In the Interest of R. O. B.

Beasley, Chief Judge,

concurring specially.

I concur. This case differs from the circumstances in In the Interest of L. A. E., 214 Ga. App. 268 (447 SE2d 627) (1994), because an arraignment was scheduled in this case for four days after the petition was filed, the child and his mother were summoned expressly for arraignment, and an arraignment was held, all as provided by Rule 10, Uniform Juvenile Court Rules, and particularly subsection 10.1. The purposes of an arraignment were met, as demonstrated by the signatures of the 16-year-old child and his mother on the acknowledgment of rights form and on the entry of his admission to the underage possession of alcohol and his denial of the charges of battery and pointing a gun at another. The fact that what had transpired at that time was an arraignment was confirmed at the subsequent adjudicatory hearing, for which the child and both his parents were summoned to show cause. The witnesses were also summoned for that March 4 date.

In the case involving L. A. E., the record demonstrated to my satisfaction that the first matter set was not an arraignment but an adjudicatory hearing, that the child and his mother were summoned to make defense and to show cause why the child should not be dealt with according to the law, that an arraignment was not held, and that preliminary matters to the actual adjudication required a continuance to be afforded.

The difficulties of meeting the statutory time requirements of OCGA § 15-11-26 (a) when a judicially-created arraignment is inserted into the proceedings were not present in In the Interest of M. *183D. C., 214 Ga. App. 59 (447 SE2d 143) (1994), because the court omitted the optional formal arraignment. Dismissal of the petition against the child was mandated because “the hearing was not originally set for a date within the ten-day limitation” for the detained child. Id. at 61.

Decided January 31, 1995. Debra G. McDonald, for appellant. Lindsay A. Tise, Jr., District Attorney, Kathy Johnson, Assistant District Attorney, for appellee.

It is notable that if, at the arraignment on December 17, the adjudicatory hearing had been set for any time on or before the sixtieth day after the petition was filed on December 13, and later continued for a good reason to March 4, the actual date of adjudication, the speedy trial requirement imposed by the legislature would have been met. But the record only shows that it was not until February 22, after the 60 days had expired, that the adjudicatory hearing was set.
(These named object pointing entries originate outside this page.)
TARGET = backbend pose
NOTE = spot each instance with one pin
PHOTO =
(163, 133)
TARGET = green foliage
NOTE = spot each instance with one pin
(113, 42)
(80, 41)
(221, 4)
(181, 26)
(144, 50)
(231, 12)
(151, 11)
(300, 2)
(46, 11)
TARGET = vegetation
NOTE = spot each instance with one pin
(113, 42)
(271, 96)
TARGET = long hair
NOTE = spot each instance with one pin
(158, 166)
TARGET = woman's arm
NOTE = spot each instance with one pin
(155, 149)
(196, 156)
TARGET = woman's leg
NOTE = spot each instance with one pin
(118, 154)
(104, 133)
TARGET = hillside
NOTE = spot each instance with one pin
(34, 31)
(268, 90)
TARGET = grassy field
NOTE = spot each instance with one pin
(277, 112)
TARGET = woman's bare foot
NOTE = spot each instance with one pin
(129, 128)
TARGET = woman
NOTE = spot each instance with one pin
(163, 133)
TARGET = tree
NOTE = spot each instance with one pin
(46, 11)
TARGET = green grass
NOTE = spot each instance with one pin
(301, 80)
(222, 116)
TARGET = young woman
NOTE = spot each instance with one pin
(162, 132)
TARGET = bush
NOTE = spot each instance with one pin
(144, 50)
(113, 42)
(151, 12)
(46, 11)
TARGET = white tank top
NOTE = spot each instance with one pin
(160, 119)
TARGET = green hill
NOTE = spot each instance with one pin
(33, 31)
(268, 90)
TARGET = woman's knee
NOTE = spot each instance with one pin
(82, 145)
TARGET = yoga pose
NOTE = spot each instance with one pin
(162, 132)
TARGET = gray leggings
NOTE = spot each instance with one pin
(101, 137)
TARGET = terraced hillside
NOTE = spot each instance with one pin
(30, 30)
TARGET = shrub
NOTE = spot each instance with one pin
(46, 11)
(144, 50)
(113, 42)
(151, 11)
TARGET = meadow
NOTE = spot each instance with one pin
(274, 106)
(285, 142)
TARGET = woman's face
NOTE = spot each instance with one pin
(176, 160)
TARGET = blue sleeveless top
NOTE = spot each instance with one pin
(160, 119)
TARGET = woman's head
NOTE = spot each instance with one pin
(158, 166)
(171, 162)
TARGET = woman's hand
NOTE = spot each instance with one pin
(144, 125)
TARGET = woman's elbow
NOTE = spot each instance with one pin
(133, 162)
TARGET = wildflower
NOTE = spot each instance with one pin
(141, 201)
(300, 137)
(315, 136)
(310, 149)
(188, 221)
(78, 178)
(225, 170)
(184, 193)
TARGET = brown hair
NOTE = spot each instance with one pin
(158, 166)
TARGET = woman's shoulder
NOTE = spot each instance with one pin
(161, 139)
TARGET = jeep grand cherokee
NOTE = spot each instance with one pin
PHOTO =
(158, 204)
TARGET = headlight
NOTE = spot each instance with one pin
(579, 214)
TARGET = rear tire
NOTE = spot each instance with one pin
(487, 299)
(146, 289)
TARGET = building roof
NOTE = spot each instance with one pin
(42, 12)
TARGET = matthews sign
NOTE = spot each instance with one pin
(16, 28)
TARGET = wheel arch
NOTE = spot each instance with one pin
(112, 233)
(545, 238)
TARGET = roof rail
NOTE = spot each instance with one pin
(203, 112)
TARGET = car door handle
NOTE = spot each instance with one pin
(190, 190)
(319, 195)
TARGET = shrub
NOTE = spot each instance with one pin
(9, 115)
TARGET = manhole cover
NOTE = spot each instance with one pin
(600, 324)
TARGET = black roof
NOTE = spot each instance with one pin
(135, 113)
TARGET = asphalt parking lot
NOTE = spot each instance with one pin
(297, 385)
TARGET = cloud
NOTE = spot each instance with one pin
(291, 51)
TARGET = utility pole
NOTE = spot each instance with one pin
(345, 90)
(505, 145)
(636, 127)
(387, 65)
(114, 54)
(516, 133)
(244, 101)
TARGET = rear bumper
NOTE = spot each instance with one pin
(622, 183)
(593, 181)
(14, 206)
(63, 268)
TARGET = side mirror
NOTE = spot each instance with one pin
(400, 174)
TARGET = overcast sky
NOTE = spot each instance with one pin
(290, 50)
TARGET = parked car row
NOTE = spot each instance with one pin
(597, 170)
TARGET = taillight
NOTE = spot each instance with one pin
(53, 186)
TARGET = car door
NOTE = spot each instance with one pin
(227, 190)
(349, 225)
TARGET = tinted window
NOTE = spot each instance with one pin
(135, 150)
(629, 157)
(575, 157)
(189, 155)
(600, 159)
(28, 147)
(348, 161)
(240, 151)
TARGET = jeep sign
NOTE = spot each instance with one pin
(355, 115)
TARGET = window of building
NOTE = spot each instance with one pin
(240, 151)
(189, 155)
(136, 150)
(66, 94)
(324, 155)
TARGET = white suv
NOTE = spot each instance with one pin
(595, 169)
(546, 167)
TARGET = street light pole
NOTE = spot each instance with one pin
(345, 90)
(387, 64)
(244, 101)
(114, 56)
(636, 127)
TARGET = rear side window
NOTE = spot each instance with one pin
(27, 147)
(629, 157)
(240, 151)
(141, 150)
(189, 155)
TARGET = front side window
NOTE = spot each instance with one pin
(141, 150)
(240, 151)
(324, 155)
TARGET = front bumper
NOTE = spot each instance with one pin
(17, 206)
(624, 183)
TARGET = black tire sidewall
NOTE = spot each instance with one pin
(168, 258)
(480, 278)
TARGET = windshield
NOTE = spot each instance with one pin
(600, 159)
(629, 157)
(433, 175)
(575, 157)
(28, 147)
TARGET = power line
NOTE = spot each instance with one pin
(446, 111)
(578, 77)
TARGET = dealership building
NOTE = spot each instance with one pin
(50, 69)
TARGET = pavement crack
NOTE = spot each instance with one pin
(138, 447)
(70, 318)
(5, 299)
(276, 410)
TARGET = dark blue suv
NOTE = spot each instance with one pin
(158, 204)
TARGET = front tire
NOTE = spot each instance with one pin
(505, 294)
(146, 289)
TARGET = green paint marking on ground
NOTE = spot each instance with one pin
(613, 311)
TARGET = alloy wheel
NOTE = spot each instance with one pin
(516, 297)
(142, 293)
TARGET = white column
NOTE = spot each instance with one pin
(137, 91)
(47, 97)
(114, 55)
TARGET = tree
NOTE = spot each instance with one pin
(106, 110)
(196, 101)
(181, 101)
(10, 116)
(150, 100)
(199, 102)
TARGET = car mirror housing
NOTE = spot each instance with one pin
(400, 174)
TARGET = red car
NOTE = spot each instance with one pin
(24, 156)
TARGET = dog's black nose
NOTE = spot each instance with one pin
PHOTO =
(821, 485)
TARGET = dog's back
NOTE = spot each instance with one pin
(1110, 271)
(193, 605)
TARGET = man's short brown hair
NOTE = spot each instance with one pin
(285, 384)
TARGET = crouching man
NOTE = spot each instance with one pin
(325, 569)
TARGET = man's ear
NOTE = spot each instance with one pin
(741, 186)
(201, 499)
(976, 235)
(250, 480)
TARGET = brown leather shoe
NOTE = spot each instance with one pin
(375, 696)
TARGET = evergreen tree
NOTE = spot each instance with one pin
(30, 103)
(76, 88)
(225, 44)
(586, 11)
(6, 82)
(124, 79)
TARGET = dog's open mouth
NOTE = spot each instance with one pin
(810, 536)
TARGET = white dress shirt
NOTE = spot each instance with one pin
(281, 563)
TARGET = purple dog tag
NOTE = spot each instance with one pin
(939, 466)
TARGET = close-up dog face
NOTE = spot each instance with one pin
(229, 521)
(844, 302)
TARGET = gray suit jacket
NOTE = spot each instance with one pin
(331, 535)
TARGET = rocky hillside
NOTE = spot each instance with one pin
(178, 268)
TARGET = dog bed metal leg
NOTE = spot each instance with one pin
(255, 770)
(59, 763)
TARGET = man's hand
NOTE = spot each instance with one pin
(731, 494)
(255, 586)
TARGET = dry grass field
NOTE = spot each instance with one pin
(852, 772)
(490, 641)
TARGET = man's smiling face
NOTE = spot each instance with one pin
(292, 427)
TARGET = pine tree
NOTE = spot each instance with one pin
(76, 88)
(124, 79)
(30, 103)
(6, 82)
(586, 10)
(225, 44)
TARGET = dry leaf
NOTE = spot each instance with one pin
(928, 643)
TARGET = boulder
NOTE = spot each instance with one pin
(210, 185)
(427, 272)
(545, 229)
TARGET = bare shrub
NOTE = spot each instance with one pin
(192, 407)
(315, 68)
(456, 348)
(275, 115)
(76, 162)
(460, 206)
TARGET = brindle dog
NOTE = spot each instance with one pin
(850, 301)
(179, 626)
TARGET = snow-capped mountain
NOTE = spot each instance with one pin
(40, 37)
Thus it is understandable that the juvenile court reasoned that since the child actually had a significant court hearing within the 60 days, the legal requirement was met, because as judicially interpreted it allows the adjudicatory hearing which is set within 60 days to be continued for good cause even without any appearance of the child before the court within that 60 days.

The problem is that the judicial branch’s effort to improve the process by a rule providing for arraignment, so that the child and the child’s parents are more fully informed at an earlier stage than adjudication, can run afoul of the legislative branch’s mandate that adjudication occur within ten or sixty days (depending on detention status) or at least be set to occur within that period and only continued for good cause. Both branches seek expedition, but the application of the court’s rule must conform to the law as it has been construed.